Par Frédéric Rognon, professeur de philosophie à la faculté de théologie protestante de Strasbourg

L’un des arguments les plus puissants en faveur du transhumanisme réside dans sa promesse de mettre un terme, un jour prochain, à la douleur physique. Comment ne pas comprendre l’espoir des personnes souffrant de maladies incurables et littéralement insupportables ? Et cependant, les chrétiens ne peuvent se laisser séduire par un tel discours. Il n’est pas question pour autant de valoriser ni de cultiver la souffrance, d’en faire par exemple un chemin de sainteté. Il s’agit bien plutôt d’essayer de comprendre ce que le Dieu de Jésus Christ veut pour nous, à travers nos limites, notre vulnérabilité et notre condition mortelle.

Nous sommes des êtres sujets à la souffrance et à la mort. Cette finitude marque notre condition dans le monde. Nous pouvons la voir comme un malheur (ce que font les transhumanistes) mais nous pouvons aussi l’accueillir comme une ouverture à l’autre, une invitation à la bienveillance, au service, à la sollicitude, à la solidarité : à l’amour du prochain. Dieu lui-même s’est fait homme en Jésus Christ : il nous a rejoints dans la faiblesse d’un petit enfant mis au monde dans une crèche ; dans les aléas d’une vie d’épreuves et de tentations ; dans l’infinie douleur d’une victime de l’injustice et de la violence des Hommes ; dans la plus ignominieuse des morts, celle de la crucifixion. Il a fait tout cela, pour nous, par amour pour nous, pour nous enseigner à aimer à notre tour.

Assumer notre condition vulnérable et mortelle

La séduction du transhumanisme est au contraire celle du serpent de la Genèse : « Vous serez comme des dieux… » Il nous promet de ne plus souffrir et de ne plus mourir, comme des dieux qui échapperaient à la vulnérabilité, et donc à la compassion et à l’entraide. Le cyborg n’est plus confronté à une altérité : désincarné, il n’a personne à aimer. Les cyborgs entre eux entretiendront des relations d’efficacité, de puissance, de domination, non pas d’amour. Il n’est pas étonnant de constater que le premier financeur des recherches transhumanistes soit le Pentagone : le « soldat augmenté » sera un militaire invincible. Aux antipodes de l’esprit de service dont le Christ nous a montré l’exemple pour que nous fassions de même.

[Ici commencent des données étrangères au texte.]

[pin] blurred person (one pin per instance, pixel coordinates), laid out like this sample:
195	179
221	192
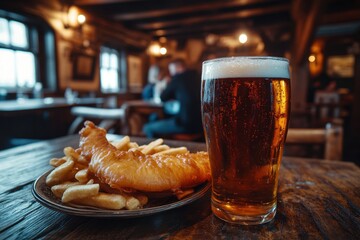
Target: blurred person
184	87
153	77
157	81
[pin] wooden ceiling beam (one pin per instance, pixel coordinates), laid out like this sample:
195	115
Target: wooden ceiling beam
185	9
213	18
100	2
222	29
349	15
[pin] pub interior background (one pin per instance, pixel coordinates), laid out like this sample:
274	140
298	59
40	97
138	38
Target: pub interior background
104	49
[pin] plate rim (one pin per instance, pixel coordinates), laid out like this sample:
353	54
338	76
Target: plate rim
107	213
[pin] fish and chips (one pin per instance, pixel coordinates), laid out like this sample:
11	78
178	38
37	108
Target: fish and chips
122	174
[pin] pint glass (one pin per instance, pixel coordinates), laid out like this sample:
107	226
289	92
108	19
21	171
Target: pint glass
245	113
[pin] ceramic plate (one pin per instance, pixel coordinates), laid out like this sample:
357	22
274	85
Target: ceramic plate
43	194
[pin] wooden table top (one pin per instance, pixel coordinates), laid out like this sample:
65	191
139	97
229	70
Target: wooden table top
318	199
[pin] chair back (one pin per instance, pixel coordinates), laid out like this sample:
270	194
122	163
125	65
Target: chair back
331	137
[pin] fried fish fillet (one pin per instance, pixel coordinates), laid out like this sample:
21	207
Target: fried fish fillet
135	170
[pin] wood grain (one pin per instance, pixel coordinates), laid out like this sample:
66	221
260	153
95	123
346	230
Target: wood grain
317	200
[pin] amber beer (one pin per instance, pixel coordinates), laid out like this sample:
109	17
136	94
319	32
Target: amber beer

Nous sommes donc invités à une théologie de l’incarnation : une structuration de notre foi qui prenne au sérieux l’Écriture, qui accueille avec gratitude les promesses du Dieu de Jésus Christ, et qui assume donc notre condition vulnérable et mortelle. C’est en demeurant enracinés en Christ, persévérants dans la communion avec lui et les uns avec les autres, que nous trouverons les ressources spirituelles pour résister à la vague néo-païenne du transhumanisme.